Malheureusement, l’Equipe de France est tombée dans un groupe très difficile lors des éliminatoires de la Coupe du Monde, mais la France est devenu au moins une équipe respectable en Europe. Ils ont faire une bonne participation en 2018 (ndlr en Slovénie) mais il faut maintenant penser à la relève de ces joueurs et essayer d’élever la compétition dans le championnat.
C’est la même chose que j’ai fait au Maroc où il y avait beaucoup trop d’écarts dans le championnat, avec 3-4 équipes qui dominent le championnat et qui gagnent avec des scores fleuves. Avec tout le travail fait dans le royaume, et notamment en termes de formation des entraineurs, il est maintenant impossible de pronostiquer qui sera le vainqueur du championnat, où le dernier pourrait très bien l’emporter.
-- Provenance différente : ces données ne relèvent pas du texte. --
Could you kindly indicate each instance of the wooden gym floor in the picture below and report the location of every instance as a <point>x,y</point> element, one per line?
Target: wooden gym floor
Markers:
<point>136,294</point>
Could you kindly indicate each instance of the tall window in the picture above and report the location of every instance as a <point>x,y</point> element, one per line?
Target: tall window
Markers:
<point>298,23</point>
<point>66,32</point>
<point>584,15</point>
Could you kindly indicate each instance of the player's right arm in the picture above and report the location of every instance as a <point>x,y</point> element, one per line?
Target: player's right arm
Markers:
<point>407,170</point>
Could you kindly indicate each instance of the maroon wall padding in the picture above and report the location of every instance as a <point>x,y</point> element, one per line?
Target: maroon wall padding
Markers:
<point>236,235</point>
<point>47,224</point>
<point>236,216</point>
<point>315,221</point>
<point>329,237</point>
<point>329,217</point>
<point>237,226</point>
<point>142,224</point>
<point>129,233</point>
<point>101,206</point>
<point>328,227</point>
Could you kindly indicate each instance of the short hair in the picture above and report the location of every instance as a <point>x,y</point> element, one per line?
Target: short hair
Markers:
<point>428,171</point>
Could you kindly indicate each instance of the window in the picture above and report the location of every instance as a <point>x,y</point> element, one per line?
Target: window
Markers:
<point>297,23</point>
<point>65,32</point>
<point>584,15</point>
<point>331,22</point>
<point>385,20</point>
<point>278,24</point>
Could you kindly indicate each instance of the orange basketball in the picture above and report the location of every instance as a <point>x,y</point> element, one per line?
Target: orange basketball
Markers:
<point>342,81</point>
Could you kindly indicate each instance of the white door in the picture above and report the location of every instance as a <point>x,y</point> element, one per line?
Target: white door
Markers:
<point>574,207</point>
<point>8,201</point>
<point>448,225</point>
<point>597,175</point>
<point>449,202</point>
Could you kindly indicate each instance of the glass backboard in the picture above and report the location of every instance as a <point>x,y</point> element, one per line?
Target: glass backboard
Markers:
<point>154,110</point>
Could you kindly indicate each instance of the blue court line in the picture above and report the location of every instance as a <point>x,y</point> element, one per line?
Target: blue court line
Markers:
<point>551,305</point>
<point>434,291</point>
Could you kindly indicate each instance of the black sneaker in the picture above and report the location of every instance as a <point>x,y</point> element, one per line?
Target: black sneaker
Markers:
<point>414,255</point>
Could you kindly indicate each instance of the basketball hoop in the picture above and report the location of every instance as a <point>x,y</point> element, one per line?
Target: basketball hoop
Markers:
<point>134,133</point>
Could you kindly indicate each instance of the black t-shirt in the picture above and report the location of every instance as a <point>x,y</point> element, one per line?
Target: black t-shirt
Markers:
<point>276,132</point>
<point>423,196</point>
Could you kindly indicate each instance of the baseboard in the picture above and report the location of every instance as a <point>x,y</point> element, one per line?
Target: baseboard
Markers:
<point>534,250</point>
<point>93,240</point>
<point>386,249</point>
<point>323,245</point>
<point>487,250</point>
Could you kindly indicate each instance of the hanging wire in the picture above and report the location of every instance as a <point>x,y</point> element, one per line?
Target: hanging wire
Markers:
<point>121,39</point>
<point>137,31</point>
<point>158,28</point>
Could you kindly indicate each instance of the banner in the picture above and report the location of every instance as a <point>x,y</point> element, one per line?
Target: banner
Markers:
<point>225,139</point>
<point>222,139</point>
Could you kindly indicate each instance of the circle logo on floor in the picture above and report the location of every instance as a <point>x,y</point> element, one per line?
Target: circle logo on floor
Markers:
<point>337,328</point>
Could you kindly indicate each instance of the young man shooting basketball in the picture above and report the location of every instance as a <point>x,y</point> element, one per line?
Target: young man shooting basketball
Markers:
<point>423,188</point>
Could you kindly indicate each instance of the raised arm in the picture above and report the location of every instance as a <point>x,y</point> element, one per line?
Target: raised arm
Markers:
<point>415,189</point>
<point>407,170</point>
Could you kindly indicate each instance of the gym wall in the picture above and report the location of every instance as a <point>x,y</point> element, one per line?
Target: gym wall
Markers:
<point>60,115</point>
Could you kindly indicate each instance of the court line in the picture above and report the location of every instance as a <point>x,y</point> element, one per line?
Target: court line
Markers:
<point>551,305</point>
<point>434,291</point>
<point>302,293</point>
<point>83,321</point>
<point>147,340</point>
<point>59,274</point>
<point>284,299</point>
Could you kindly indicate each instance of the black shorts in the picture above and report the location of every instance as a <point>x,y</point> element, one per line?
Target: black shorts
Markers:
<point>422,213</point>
C’est en cela que je vois les progrès à accomplir par le championnat français.
Question: Avez-vous un mot particulier à adresser aux fans marocains établis en France, qui vous suivent toute l’année et qui ont été très fiers de la victoire de leur pays à la CAN ?
Je remercie le public marocain, ainsi que toutes les personnes en France qui nous ont suivi. Pour en revenir à la sélection de marocains établis à l’étranger et notamment en France, la porte de la sélection est grandement ouverte et je reste ouvert à toute communication avec eux.